From 2005–2008 he was a senior lecturer of political science at the Kyrgyz National University. He also served as editor-in-chief of the newspapers "Sayasat Press" and "Aiyl Demi" from 2010-2011.

Amanbaev was selected as a candidate for deputy by the Mekenchil Party in the 2020 parliamentary election.
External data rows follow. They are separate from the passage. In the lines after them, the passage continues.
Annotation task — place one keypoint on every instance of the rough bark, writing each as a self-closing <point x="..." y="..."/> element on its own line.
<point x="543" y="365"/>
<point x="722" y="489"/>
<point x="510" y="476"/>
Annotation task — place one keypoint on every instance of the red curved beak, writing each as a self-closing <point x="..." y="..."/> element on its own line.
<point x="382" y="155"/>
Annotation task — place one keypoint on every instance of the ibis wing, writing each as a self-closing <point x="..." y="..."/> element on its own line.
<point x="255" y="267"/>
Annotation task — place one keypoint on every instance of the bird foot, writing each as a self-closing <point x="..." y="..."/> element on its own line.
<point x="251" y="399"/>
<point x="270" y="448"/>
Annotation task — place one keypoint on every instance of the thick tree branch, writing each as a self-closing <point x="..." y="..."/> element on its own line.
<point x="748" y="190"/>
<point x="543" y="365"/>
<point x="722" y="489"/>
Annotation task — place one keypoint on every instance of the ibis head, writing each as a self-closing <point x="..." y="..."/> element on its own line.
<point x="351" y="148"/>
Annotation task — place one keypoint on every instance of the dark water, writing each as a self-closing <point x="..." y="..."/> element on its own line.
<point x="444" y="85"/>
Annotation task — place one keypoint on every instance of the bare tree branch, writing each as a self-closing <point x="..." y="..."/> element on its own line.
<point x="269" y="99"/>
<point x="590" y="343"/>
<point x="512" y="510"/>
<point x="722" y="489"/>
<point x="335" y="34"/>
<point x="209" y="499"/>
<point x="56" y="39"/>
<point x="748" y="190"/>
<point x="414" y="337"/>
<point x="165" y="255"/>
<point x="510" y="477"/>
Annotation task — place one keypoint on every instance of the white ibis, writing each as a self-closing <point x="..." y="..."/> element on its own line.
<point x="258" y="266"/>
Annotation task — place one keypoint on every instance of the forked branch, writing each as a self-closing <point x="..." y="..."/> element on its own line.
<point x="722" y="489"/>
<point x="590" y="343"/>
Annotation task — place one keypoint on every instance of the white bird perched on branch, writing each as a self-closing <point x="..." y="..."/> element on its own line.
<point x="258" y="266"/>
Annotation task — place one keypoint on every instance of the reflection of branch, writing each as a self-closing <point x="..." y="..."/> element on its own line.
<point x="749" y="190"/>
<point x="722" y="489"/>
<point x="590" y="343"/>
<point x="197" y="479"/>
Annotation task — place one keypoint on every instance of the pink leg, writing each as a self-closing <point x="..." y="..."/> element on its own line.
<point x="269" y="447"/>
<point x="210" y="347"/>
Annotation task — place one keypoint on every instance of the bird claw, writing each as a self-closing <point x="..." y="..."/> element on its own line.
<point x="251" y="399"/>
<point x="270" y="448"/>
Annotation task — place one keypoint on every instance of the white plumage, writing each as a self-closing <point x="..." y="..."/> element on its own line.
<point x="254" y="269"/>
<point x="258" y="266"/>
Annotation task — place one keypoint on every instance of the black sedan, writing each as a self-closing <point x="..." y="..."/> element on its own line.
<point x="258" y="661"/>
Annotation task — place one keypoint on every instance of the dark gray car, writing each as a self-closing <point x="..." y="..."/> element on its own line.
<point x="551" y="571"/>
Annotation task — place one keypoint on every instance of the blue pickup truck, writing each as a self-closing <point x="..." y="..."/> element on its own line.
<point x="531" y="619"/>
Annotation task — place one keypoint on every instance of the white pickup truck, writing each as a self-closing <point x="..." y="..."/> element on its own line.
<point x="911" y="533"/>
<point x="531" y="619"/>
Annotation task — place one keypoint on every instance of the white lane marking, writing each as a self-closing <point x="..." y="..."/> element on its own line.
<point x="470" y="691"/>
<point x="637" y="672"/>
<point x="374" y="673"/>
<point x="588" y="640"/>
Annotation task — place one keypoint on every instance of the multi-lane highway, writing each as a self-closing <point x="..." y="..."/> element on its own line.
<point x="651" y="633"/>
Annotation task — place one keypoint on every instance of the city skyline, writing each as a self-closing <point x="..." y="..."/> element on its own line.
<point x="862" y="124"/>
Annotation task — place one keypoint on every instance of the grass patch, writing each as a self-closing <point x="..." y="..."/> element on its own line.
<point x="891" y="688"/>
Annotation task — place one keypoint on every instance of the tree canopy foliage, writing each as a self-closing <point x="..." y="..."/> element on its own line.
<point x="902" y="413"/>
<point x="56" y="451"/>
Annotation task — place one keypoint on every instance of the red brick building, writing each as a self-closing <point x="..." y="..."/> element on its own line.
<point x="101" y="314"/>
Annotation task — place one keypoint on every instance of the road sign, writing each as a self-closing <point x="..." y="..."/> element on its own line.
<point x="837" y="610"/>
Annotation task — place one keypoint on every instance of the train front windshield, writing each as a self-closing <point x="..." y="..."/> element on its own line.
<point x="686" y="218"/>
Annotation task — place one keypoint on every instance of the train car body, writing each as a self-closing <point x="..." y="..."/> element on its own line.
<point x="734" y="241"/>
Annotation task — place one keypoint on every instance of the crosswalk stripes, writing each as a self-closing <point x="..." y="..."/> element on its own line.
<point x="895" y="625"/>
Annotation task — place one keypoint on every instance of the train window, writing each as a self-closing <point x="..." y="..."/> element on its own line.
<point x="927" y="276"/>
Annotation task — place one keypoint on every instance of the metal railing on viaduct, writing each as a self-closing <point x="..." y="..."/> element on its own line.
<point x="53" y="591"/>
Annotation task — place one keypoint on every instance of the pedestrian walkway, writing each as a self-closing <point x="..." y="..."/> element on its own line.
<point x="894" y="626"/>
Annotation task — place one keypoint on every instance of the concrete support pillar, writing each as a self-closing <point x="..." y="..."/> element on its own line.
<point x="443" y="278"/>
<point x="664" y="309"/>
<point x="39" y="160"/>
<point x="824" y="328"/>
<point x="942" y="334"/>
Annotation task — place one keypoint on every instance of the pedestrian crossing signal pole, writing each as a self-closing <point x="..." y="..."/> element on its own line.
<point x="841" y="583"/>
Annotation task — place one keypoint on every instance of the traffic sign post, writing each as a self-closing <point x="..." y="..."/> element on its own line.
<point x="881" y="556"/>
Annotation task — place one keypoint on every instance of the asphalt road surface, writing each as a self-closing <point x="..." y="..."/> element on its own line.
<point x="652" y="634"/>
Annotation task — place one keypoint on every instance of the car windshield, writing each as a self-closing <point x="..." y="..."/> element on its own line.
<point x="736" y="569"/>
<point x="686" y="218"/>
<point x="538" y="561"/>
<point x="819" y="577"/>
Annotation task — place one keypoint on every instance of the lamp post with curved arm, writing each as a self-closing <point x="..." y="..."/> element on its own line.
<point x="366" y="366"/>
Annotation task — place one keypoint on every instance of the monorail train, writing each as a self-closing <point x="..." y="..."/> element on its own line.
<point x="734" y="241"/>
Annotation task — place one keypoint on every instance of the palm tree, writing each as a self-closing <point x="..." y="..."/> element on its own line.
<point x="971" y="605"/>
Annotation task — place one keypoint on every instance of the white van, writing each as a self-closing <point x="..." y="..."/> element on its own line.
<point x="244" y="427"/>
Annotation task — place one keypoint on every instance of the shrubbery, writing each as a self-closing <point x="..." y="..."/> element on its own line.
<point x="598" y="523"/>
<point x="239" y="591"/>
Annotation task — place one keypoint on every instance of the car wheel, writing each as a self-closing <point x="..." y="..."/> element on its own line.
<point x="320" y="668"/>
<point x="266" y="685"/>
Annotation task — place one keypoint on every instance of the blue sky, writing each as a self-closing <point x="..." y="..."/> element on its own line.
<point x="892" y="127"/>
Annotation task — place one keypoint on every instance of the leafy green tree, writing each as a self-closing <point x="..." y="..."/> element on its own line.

After the elections were annulled during the 2020 revolution, he became chief of staff of the new government, holding the rank of minister.

==Public service==
2010: vice mayor of the city Osh, Kyrgyzstan’s second largest city
2011–2012: head of the press service of the parliament (Jogorku Kenesh) of the Kyrgyz Republic
2013–2015: ombudsman of the Kyrgyz Republic; the office of the ombudsman acts as an independent advocate for human rights on behalf of private citizens and NGOs and had the authority to recommend cases for court review

==2020 ==
After the 2020 Kyrgyz protests, Amanbaev became chief of staff of the government of the Kyrgyz Republic-Minister of the Kyrgyz Republic.
In April 2021, Amanbaev was appointed ambassador extraordinary and plenipotentiary of the Kyrgyz Republic to the United States.